思いつかなかったことが悔しいと思っている自分に少し苦笑いを浮かべてしまう。
「センター設立の予算はどう捻出するのですか?」
即座に問題を上げるがそれもルイスは予定内容だと先ほど官僚から受け取った資料を財務大臣に手渡す。
「僕の個人予算が今までの分積もり積もっているからね。初期費用にはそれを使うつもりだ。今日、調べてもらってね、このくらいはある。計算上は余るから、もし予定外の出費があっても何とかなる。後、センター設立の場所もここが空いている」
「あぁ、あの国王陛下が『早く使ってね、ねぇ、お願いだから』と泣きついていた予算ですか」
何だそれ。どれだけ使わなければ国王陛下が泣きつくのだろうか。メディーナちゃんに出会う前のルイスは物欲すらなかったのか、メディーナちゃんと出会わなかった未来を想像して寒気がしてしまう。
「今まで欲しいものがなかったからね。
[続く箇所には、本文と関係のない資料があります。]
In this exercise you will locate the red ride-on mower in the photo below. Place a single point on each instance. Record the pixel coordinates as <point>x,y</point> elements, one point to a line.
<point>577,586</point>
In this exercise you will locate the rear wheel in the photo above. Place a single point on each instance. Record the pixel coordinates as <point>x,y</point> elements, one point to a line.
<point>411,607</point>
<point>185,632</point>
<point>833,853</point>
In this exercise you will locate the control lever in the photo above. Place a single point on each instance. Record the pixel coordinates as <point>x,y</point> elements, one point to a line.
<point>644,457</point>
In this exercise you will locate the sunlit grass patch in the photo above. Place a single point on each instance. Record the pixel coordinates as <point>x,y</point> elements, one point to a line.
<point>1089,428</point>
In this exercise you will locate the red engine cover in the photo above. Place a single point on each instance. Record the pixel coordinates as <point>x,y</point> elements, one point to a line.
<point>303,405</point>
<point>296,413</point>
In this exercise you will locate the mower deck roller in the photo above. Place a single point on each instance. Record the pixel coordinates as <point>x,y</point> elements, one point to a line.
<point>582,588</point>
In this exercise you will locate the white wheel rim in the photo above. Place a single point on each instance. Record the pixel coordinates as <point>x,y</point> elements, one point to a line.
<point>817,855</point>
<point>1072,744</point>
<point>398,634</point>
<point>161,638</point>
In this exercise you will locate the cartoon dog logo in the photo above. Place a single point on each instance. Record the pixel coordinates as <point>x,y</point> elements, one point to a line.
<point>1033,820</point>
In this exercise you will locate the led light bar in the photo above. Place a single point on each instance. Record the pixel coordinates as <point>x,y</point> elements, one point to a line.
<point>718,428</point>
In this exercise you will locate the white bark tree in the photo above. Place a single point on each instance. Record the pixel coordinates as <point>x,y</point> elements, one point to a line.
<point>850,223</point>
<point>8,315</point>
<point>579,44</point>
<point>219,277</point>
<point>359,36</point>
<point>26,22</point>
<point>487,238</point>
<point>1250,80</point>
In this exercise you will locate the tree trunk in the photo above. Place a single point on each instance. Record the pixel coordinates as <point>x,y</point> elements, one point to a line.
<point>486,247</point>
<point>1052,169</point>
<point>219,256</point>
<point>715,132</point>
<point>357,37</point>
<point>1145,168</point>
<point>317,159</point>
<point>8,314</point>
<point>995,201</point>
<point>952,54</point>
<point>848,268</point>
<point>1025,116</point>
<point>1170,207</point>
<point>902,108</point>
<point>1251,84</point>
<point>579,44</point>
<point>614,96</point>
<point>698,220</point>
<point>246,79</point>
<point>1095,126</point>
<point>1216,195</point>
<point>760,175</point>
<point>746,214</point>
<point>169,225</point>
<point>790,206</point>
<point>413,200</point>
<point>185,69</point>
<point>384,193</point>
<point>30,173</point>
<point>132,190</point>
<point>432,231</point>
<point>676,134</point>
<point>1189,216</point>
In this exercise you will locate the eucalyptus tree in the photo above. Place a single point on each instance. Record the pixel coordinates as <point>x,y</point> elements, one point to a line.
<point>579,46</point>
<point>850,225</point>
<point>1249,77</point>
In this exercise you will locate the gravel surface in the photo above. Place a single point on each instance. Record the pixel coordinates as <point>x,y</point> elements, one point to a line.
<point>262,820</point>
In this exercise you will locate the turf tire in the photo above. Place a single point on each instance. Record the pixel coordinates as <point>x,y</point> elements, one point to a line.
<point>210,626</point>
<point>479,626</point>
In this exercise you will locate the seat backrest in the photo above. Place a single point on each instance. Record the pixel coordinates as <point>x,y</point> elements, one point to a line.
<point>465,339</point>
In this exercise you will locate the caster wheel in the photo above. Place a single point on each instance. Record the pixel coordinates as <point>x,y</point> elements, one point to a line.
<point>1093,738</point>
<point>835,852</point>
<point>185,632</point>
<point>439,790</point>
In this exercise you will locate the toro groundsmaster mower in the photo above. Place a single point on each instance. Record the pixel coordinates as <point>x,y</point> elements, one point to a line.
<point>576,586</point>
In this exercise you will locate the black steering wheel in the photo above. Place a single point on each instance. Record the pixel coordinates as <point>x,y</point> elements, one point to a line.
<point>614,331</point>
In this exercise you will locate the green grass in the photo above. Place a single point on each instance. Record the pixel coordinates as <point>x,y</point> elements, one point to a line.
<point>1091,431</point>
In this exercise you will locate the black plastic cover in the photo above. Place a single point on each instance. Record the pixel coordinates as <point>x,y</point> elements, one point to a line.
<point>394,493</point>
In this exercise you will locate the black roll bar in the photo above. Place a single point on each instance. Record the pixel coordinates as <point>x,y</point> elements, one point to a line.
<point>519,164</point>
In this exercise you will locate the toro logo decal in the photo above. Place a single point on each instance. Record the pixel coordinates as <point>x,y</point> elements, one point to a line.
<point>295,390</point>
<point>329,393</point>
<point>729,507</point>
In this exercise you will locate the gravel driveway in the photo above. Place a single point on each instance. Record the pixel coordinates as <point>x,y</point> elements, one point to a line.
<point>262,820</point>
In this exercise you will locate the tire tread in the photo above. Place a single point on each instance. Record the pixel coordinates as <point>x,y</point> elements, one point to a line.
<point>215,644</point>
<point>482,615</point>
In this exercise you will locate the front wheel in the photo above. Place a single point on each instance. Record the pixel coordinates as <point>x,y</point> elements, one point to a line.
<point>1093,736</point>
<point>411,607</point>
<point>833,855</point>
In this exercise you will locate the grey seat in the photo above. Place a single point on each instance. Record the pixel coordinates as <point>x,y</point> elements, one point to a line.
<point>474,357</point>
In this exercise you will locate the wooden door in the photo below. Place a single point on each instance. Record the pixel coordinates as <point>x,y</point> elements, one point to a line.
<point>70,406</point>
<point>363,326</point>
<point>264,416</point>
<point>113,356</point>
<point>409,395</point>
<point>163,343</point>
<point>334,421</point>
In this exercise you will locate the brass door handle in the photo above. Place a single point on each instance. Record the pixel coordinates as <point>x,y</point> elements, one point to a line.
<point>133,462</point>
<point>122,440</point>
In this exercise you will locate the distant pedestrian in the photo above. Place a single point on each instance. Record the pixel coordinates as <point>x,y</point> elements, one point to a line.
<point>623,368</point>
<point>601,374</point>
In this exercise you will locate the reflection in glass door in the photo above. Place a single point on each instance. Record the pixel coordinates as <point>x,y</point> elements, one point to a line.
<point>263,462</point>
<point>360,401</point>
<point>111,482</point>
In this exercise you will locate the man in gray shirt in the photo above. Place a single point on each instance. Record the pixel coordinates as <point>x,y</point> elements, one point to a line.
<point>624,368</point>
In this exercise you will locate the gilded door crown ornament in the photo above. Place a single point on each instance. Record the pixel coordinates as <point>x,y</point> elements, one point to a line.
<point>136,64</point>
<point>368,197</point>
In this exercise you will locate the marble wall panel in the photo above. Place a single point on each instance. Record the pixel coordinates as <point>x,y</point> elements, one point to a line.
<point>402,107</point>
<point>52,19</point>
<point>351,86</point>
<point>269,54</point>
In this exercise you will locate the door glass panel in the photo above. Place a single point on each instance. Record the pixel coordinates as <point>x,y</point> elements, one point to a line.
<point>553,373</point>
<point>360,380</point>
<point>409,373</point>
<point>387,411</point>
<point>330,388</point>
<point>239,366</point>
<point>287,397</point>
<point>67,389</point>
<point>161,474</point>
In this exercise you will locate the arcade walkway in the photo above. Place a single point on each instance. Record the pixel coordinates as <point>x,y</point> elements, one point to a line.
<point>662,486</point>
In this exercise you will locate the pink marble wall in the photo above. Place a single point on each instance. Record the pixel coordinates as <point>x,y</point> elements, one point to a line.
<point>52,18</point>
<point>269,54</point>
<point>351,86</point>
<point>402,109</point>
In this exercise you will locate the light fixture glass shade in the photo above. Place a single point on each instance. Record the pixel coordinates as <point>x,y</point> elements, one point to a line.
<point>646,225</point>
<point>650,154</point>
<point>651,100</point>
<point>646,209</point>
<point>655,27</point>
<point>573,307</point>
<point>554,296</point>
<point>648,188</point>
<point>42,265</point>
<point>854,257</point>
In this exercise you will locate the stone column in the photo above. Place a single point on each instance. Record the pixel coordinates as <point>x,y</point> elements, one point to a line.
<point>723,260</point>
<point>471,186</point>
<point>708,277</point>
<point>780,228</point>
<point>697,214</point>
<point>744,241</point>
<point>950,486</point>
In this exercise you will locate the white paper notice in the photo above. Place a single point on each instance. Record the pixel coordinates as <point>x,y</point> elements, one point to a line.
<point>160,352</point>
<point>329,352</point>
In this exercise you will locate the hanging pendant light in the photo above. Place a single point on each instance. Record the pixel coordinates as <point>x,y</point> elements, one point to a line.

僕が初めて自ら進めている議案だから使うにも記念で丁度いいと思ったんだ」
もしかして「婚約記念」だろうか。薄っすらメディーナちゃんへのプレゼントではと思うがそんなものは無視だ、無視。
「貿易、観光、そして国家事業での雇用。しかも同盟に合わせた……素晴らしいですね、それでしたら私も快く賛成できます」
ルイスだけでなく、財務大臣も晴れやかな顔をしている。
これで二人目の賛成を得られた。この流れにのって内務大臣と軍務大臣との約束も取り付けた。同時に可決の希望が見えてきたので議会への提案書の作成にも取り掛かる。